Any activity involves certain risks and regardless of what we do, things can go wrong. In our private lives, we are normally well aware of these risks: we understand that thieves may steal our property unless we lock the front door, and that reckless crossing of the street may ultimately result in the loss of life. In performing one’s work duties, the consequences of ill-considered actions are usually less fateful (or they may even affect just other people), more remote, and at times also intangible. When focusing on our work duties, we are therefore less mindful of such consequences and may even not be aware of them. The drafting of the Integrity Plan is therefore an opportunity to dedicate more time to the risks, while the adopted document enables a permanent overview of the risks which you or your co-workers have come up with in the drafting process. The Integrity Plan is therefore a collection of risks in your organisation.

The Integrity Plan contains measures to prevent the risks from occurring.

Sooner or later, risks can materialise. Consequently, once we have familiarised ourselves with the risk, it makes sense to consider whether certain measures could be adopted to reduce the likelihood of its occurring, or to prevent it altogether. One of the purposes of the Integrity Plan is for organisations to set one-time, occasional, or full-time activities which they will carry out in order to prevent the identified risks from materialising. Once these measures have been signed into force by the head, they become mandatory guidelines for carrying out work tasks, and it is consequently the duty of every employee to learn about them.

Risks

In their operations and the implementation of their competence, public- and private sector organisations are exposed to certain risks. Contemporary good-governance guidelines require both the management and other staff to identifiy those risks; to design the measures to eliminate the risks or reduce the likelihood of their occurring; to carry out these measures consistently; and to report on that.

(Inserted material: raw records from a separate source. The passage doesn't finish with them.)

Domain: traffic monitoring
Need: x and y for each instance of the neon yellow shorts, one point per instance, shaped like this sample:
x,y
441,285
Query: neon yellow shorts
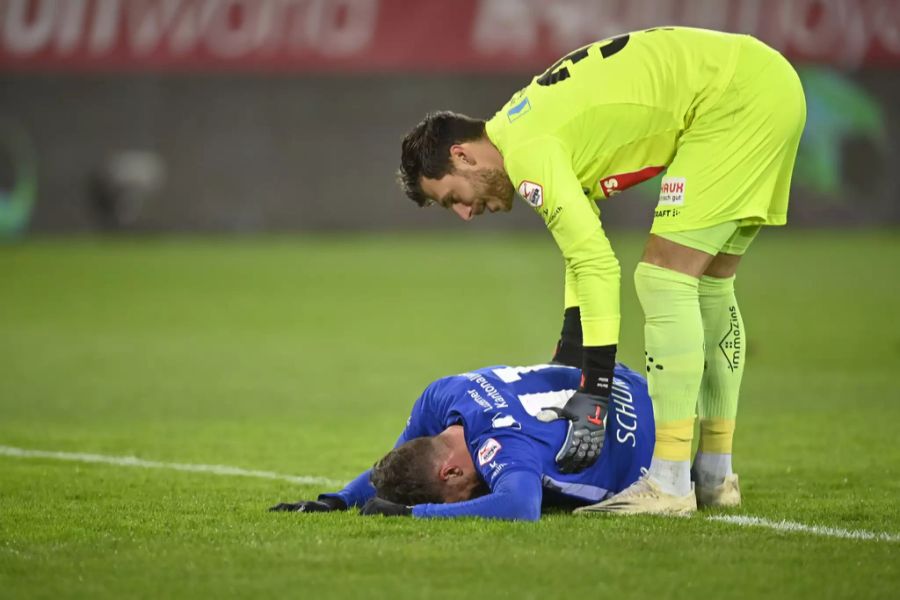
x,y
734,161
729,238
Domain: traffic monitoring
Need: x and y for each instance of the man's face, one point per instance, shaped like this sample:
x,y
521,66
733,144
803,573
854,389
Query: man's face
x,y
466,486
471,188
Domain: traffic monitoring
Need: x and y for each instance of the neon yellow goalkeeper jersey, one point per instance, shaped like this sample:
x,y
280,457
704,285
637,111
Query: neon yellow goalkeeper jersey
x,y
600,120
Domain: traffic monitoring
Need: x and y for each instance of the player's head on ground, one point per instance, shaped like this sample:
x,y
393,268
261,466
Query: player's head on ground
x,y
448,160
427,470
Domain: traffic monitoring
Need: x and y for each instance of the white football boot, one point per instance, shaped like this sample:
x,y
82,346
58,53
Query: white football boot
x,y
644,497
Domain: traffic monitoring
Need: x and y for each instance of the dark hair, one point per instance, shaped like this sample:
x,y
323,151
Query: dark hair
x,y
426,149
406,474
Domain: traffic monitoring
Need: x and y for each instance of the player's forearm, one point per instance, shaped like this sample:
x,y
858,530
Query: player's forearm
x,y
516,499
597,277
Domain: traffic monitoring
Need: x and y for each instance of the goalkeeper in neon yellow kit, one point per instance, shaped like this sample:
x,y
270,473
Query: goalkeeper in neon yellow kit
x,y
722,114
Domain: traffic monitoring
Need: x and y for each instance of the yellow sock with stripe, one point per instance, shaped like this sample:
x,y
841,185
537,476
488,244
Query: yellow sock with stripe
x,y
673,338
725,352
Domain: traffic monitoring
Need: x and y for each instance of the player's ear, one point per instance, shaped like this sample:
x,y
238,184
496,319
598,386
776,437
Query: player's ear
x,y
461,155
449,471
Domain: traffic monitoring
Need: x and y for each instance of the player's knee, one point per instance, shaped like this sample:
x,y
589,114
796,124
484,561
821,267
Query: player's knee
x,y
651,282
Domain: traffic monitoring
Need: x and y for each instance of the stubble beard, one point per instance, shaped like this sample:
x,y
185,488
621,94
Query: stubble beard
x,y
493,184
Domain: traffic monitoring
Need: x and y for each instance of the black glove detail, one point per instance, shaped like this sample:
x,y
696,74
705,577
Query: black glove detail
x,y
380,506
323,504
584,438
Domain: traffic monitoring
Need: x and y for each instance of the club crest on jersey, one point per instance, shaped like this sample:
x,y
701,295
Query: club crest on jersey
x,y
501,421
488,451
671,191
532,193
522,107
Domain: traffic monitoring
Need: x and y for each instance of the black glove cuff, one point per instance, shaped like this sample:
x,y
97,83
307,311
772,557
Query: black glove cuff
x,y
333,502
597,369
571,332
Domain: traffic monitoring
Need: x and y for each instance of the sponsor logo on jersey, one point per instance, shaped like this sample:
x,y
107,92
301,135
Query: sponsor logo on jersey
x,y
671,192
532,193
522,107
501,421
488,451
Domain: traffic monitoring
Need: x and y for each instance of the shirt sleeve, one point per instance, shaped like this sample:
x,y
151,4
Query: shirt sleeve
x,y
542,173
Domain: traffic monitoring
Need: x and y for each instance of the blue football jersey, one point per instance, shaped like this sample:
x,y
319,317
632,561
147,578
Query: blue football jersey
x,y
497,407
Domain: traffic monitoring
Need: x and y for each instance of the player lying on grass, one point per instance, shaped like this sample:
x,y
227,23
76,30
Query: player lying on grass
x,y
722,115
473,446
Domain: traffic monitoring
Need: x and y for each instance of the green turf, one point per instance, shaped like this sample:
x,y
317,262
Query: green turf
x,y
302,355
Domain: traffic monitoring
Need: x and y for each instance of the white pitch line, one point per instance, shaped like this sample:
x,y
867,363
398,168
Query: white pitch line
x,y
132,461
791,526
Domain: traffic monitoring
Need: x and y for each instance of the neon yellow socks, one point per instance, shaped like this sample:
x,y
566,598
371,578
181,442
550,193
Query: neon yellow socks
x,y
726,348
673,338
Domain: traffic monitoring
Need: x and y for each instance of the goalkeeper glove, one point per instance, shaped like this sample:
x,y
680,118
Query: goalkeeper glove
x,y
586,411
586,432
380,506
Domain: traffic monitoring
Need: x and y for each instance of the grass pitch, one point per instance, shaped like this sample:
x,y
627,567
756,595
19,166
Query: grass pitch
x,y
303,355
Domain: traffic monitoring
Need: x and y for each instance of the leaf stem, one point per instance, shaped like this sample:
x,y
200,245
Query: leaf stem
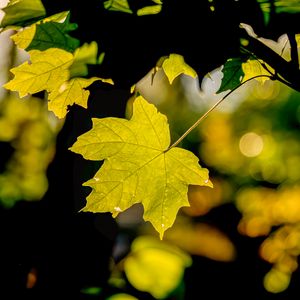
x,y
211,109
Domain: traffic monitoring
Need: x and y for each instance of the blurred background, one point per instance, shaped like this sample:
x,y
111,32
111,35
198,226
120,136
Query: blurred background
x,y
240,239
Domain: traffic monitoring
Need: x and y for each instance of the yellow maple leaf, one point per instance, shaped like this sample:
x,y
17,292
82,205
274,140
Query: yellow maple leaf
x,y
47,70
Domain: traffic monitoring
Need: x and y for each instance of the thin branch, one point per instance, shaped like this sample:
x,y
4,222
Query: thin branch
x,y
211,109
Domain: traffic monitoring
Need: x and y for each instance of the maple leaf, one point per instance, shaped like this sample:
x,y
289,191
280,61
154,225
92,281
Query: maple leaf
x,y
174,65
84,56
48,70
252,68
52,32
71,92
139,166
19,12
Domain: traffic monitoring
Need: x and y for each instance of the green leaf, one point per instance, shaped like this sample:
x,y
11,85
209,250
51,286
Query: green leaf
x,y
139,166
83,56
233,74
71,92
253,68
155,267
47,34
117,5
174,65
47,70
149,10
20,12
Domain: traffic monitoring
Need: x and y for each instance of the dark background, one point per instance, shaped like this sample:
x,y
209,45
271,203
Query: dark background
x,y
71,250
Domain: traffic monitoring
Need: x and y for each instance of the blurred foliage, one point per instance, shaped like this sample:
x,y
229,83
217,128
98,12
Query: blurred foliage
x,y
31,131
251,146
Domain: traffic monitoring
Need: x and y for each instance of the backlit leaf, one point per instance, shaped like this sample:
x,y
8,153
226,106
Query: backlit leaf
x,y
47,34
279,6
47,70
233,74
71,92
155,267
149,10
253,68
121,297
139,166
83,56
118,5
174,66
19,12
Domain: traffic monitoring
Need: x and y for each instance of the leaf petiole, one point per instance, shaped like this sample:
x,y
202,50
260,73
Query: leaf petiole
x,y
212,108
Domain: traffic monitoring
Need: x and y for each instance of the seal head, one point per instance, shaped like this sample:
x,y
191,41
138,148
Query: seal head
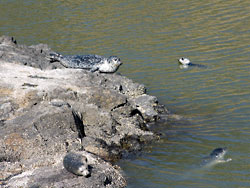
x,y
90,62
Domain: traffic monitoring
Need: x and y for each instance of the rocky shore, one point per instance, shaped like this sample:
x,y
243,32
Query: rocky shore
x,y
47,110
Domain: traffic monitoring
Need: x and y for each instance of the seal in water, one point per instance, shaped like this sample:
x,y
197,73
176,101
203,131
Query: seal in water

A special group of risks encompasses the risks of corrupt and unethical conduct, conduct lacking integrity, and other unlawful conduct, which certain public-sector organisations must manage with the aid of Integrity Plans.

Measures

Measures consist of all the activities of an entity which contribute to the reduction or elimination of risks. Measures are often focused on increased supervision but may also include other forms of reorganising an entity’s operations which eliminate risk factors.